Family Court system of Australia is a social disaster
(I have decided to break up my first post into smaller manageable sections)
The devil is in the detail
In this account of my experience with the Family Court system in Australia, I have tried to keep to the point and be as brief as possible. Unfortunately, to give a clear picture of some of the many failures of the current system, it is necessary to describe incidents in detail. In my view, if one is not prepared to examine cases in detail, there is no point attempting to understand the problems.
Family Court - two years of anguish and escalation. Why not three months ?
After my separation and subsequent divorce, the Family Court process took two years to complete – two years of anguish which saw the relationship between myself and my ex-partner degenerate from a time when we would still hug each other, make jokes, and offer cups of tea, to one of bitter arguments and physical violence. I believe the Family Court system and Family Law industry is partly responsible for this escalation of conflict.
If nothing else, the length of a case in the Family Court is a major flaw of the system as it is bound to exacerbate the tensions and anguish. Why can’t a case be completed in three months or less ? Presumably this would be “in the child’s best interests.”
“My solicitor says I can get 70% and I want 70%”
In October 2002 I organised to meet with my ex-partner at the Dispute Resolution Centre. By my ex-partner's own account, she had contributed 45% of the assets (I maintained it was 24%). The mediators put it to her “So you would be happy with 45% ?” My ex-partner replied “No, my solicitor says I can get 70%, and I want 70%.”

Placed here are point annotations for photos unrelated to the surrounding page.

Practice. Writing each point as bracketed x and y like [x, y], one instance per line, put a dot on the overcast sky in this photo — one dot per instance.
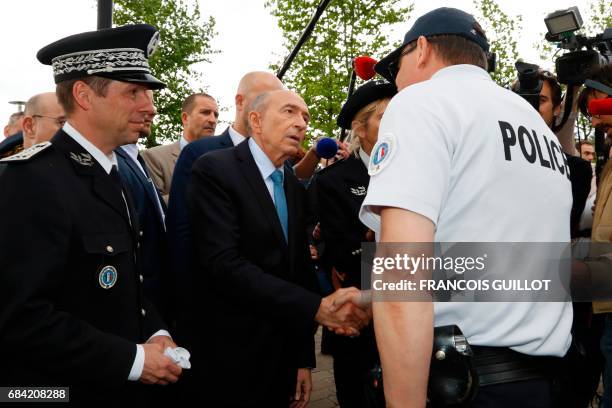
[248, 38]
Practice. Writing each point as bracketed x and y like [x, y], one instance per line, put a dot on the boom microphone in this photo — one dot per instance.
[600, 106]
[327, 148]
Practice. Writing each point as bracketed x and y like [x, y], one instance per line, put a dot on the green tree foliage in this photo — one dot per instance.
[185, 40]
[502, 31]
[321, 71]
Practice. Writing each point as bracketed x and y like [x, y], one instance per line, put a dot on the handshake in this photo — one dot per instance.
[345, 312]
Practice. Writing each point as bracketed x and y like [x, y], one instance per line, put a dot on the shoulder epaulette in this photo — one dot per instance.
[28, 153]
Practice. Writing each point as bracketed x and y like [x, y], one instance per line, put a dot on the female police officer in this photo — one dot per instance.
[340, 190]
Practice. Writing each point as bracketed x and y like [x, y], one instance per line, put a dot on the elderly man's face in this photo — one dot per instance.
[124, 113]
[281, 127]
[202, 120]
[49, 120]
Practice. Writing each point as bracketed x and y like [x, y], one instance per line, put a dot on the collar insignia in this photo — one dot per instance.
[84, 159]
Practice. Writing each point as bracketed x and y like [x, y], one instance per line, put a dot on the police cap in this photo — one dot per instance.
[119, 53]
[369, 92]
[441, 21]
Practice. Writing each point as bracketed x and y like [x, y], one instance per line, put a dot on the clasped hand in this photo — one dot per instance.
[345, 312]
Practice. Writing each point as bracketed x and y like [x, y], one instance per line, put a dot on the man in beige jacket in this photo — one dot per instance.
[199, 116]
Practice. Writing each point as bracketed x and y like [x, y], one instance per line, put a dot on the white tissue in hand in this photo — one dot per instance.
[179, 355]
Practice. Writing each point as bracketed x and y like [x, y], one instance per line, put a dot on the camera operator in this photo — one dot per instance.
[599, 86]
[542, 89]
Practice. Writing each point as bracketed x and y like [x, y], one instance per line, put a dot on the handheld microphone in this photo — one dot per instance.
[327, 148]
[600, 106]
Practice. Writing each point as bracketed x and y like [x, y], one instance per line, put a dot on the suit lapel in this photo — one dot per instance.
[225, 139]
[291, 186]
[86, 166]
[176, 150]
[253, 176]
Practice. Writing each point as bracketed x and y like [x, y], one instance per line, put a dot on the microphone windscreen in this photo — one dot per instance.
[600, 106]
[327, 148]
[364, 67]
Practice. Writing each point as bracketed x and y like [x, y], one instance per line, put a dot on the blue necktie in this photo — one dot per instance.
[279, 200]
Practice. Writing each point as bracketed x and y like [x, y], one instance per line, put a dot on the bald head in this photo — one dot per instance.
[278, 122]
[251, 85]
[43, 118]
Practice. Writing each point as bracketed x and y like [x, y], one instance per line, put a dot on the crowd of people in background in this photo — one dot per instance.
[234, 245]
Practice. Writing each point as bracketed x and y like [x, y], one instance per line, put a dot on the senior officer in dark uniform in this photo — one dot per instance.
[72, 311]
[340, 190]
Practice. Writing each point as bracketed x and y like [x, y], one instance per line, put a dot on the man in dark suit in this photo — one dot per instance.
[248, 222]
[72, 312]
[151, 212]
[177, 222]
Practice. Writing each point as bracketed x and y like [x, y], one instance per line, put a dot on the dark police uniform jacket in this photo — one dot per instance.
[340, 190]
[58, 324]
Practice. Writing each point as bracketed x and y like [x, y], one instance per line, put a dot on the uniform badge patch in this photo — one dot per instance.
[83, 159]
[359, 191]
[382, 153]
[153, 43]
[107, 277]
[27, 153]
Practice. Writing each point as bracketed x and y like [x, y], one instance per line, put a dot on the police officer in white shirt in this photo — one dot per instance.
[454, 163]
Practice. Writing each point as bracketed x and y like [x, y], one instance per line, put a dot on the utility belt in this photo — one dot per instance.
[457, 369]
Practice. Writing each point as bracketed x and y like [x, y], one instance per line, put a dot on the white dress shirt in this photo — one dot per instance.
[265, 166]
[236, 137]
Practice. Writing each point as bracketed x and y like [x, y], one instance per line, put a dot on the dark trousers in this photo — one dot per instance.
[353, 360]
[584, 360]
[523, 394]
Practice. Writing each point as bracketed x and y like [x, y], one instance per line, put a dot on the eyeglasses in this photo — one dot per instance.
[588, 115]
[60, 121]
[394, 66]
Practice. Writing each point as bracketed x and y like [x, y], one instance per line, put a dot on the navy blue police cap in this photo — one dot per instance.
[441, 21]
[120, 53]
[369, 92]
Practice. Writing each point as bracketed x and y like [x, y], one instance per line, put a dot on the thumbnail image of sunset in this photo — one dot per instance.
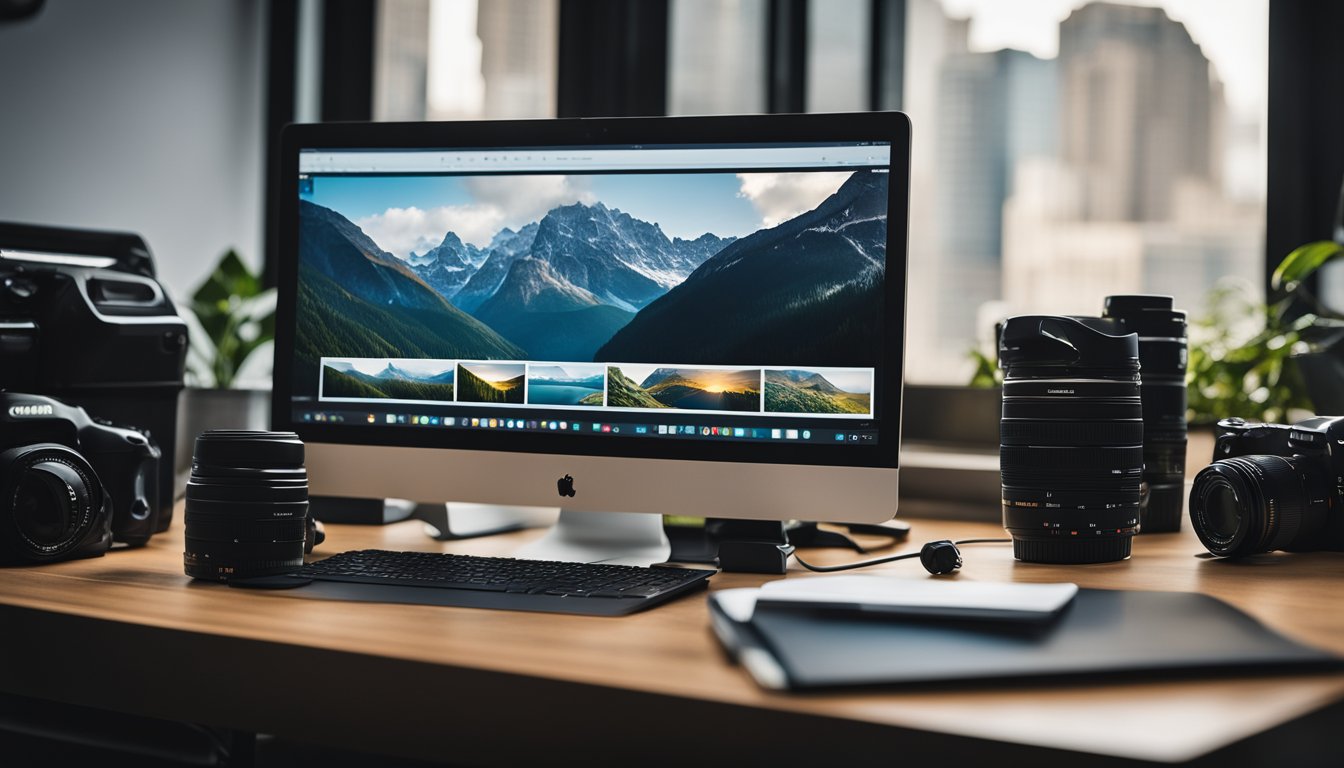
[688, 389]
[491, 382]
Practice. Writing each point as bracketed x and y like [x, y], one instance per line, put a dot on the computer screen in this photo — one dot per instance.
[600, 289]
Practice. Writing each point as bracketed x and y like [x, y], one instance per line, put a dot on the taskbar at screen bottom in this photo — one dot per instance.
[706, 431]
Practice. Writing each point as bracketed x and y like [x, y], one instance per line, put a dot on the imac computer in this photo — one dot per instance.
[621, 318]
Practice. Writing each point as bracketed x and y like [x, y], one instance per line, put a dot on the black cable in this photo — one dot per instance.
[880, 560]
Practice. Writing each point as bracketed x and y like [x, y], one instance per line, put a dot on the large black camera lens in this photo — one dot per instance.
[1163, 354]
[1250, 505]
[1071, 439]
[51, 499]
[246, 505]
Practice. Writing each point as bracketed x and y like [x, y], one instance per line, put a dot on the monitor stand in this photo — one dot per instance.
[614, 538]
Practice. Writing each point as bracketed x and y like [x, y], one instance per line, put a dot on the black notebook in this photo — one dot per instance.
[1101, 632]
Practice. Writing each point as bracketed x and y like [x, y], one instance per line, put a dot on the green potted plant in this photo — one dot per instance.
[1290, 358]
[231, 328]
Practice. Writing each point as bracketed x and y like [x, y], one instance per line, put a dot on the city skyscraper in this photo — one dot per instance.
[519, 49]
[1135, 199]
[993, 110]
[1140, 110]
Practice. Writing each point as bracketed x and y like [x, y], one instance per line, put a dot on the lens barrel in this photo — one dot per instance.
[51, 501]
[1163, 353]
[1251, 505]
[246, 505]
[1071, 439]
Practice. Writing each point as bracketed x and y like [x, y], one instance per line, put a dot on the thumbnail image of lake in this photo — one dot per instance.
[567, 384]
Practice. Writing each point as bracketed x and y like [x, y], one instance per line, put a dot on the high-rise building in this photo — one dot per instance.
[1135, 201]
[519, 50]
[995, 109]
[402, 59]
[1140, 110]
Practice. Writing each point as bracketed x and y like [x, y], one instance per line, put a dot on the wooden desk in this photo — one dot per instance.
[131, 632]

This was the first of many examples of how the solicitor had managed to ‘up the ante’.
In the Family Court process there were three ‘conciliation conferences’. Solicitor for my ex-partner, Eddy Lago (Cairns), undermined chances for reconciliation at two of these three sessions. In the first session, my position was that my ex-partner had contributed 24% of the assets. Solicitor Eddy Lago, acting on behalf of my ex-partner, wanted 70%. In the spirit of negotiation I offered 35% (and was prepared to go to 50%). The solicitor facetiously responded “Ok, we want 90%” - thus swiftly and effectively ending any prospect of a negotiated settlement.
(Solicitor Eddy Lago asked me straight after that meeting what my bottom line was and I told him 50%).
My ex-partner ended up winning 68% of the assets at the Final Hearing, however 40% of this, it is estimated, was spent on the solicitor's and barrister's fees, implying that she received about 41% of the assets.